SQL Server now holds every conceivable world record for the TPC-E database benchmark. That news would be slightly more impressive if TPC-E scores existed for any database besides SQL Server, but heck, winning a race with just one runner doesn't mean that runner did a bad job. I first wrote about TPC-E, the latest benchmark from the Transaction Processing Performance Council, in my commentary TPC's New Benchmark Strives for Realism.
Microsoft became the first database vendor to have a published TPC-E result when Unisys published a TPC-E score on July 12 using SQL Server 2005 on a dual-core 16-processor ES7000. IBM followed suit with a dual-core 2-processor server two weeks later, and Dell posted a dual-core 4-processor result on August 24. Both IBM's and Dell's results used SQL Server, so SQL Server is currently the only database vendor listed, meaning SQL Server currently holds all the top scores. Sane vendors don't post TPC-E scores that make them look bad, but I suspect it's only a matter of time before IBM and Oracle post TPC-E scores for their database products that leapfrog the latest SQL Server scores, which will in turn be bested by Microsoft in the never-ending game of benchmark leapfrog.
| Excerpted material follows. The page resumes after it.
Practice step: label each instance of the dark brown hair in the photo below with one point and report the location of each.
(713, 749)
Still, I thought now would be a good time to revisit TPC-E to help you understand how this score compares to TPC-C. I have to admit that I've become jaded over the years when it comes to database benchmarks. My primary complaint has always been that the systems being benchmarked are generally so much larger and more powerful than any customer would ever have that the benchmarks themselves end up providing little value to customers. I reserve the right to regret saying this a year from now, but I was pleasantly surprised when I began learning a bit more about the TPC-E test, and I cautiously hold out hope that this benchmark could be more valuable to online transaction processing (OLTP) customers than the TPC-C benchmark. The full TPC-E specification document is 259 pages and can be found at http://www.tpc.org/tpce/spec/TPCE-v1.2.0.pdf. It's not the most exciting read.
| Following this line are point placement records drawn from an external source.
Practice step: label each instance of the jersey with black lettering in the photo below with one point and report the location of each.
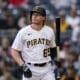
(34, 45)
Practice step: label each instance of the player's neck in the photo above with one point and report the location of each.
(37, 27)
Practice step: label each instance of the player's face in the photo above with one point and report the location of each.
(37, 18)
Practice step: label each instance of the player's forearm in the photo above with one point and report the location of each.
(16, 56)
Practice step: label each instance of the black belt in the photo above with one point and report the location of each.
(40, 65)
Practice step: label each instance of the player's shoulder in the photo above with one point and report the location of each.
(49, 28)
(24, 29)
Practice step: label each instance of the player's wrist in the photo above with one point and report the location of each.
(24, 66)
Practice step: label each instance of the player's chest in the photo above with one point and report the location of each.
(40, 35)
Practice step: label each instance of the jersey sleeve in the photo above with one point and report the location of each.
(18, 42)
(53, 44)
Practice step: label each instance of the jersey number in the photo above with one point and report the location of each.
(46, 52)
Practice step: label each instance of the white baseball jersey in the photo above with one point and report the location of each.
(34, 45)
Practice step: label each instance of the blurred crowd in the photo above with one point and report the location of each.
(15, 15)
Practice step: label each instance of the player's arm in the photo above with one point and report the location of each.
(53, 50)
(16, 49)
(16, 56)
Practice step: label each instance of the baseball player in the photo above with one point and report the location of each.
(34, 42)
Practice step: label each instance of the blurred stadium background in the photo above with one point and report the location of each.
(14, 15)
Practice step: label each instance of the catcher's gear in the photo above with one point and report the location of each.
(26, 71)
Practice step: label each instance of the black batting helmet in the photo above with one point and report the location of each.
(39, 10)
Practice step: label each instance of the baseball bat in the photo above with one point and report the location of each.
(57, 37)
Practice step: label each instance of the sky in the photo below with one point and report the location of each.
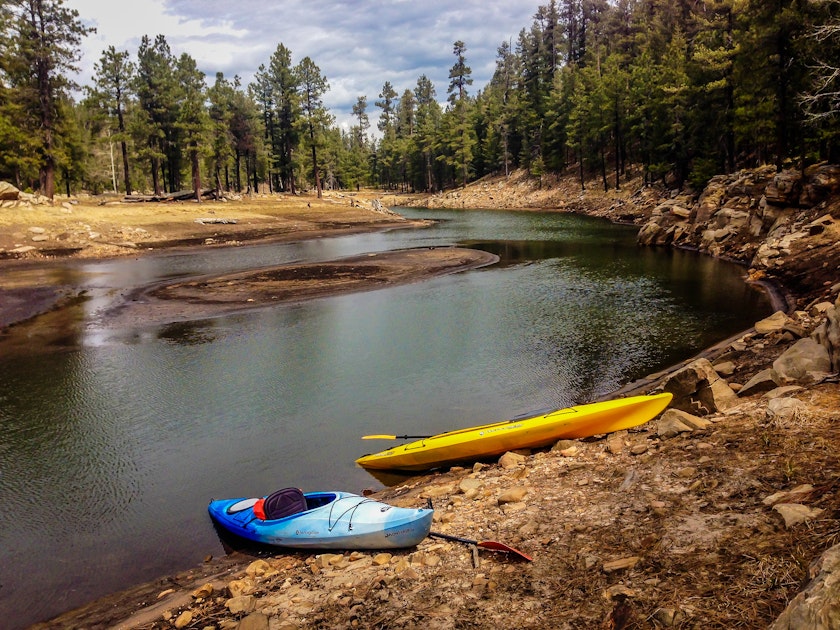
(357, 44)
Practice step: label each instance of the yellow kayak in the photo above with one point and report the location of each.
(529, 432)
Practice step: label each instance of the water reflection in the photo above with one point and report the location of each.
(112, 449)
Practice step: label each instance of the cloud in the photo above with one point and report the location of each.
(358, 45)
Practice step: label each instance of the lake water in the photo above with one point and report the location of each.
(110, 451)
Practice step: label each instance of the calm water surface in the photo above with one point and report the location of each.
(110, 452)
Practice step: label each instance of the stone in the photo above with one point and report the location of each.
(725, 368)
(513, 495)
(8, 192)
(184, 619)
(258, 568)
(806, 355)
(468, 484)
(237, 588)
(254, 621)
(796, 513)
(817, 607)
(203, 592)
(511, 460)
(698, 389)
(784, 409)
(784, 390)
(828, 335)
(796, 495)
(621, 564)
(775, 323)
(764, 381)
(670, 426)
(562, 445)
(381, 559)
(690, 420)
(615, 444)
(669, 617)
IBM has published a white paper called Overview of TPC Benchmark E: The Next Generation of OLTP Benchmarks. I've found this document to be invaluable in understanding the TPC-E design goals and some of the key differences between TPC-C and TPC-E. The white paper is 29 pages, which sounds like a lot to read. But trust me, there's a lot of white space and plenty of charts. You can quickly scan the document in five minutes or less and take away many of the key facts about the goals of TPC-E and how this new benchmark is different from TPC-C. The document also contains useful background information for anyone interested in the topic of database benchmarking. Check it out. It's definitely worth your time. Here are a few of the most interesting facts about TPC-C and TPC-E that lead me to cautiously hope TPC-E will prove to be more relevant to database customers than TPC-C.
Some characteristics of TPC-C include
- no server-side referential integrity
- no check constraints
- only one roundtrip from client to server per transaction
- no RAID required on the server to ensure that the server is operating in a recoverable manner other than what's provided by a transaction log in the relational database management system (RDBMS)
- no TPC-C code provided, making it difficult for organizations to use this test as an inhouse benchmarking tool
- solutions generally involve 50-200 separate physical disks to ensure adequate performance numbers
Some characteristics of TPC-E include
- Server-side referential integrity is enforced across 50 foreign keys.
- There are 22 check constraints.
- Transactions can involve more than one round trip to the server.
- RAID-protected data is required and vendors are required to publish how long it takes for the database to recover to at least 95% of rated throughput after a catastrophic disk failure.
- The Transaction Processing Performance Council publishes the full TPC-E source code and provides a software tool called EGen, which is designed to facilitate the implementation of TPC-E, making EGen a useful tool for customers to experiment with directly.
- TPC-E solutions use 1-20 physical disks, ensuring that the disk layout more closely resembles what's likely to be used in the real world.
I hope the bullets I've listed above have whetted your appetite for how and why TPC-E might prove to be more useful and practical to customers than TPC-C. It will be interesting to see how Microsoft stacks up when other database vendors begin publishing their results. What would it mean if other database vendors didn't publish results? Trust me, Oracle and IBM will publish TPC-E results if the scores make their products look good in comparison to SQL Server. If IBM and Oracle don't publish TPC-E results, Microsoft winning a race that no one else is running in would look better and better.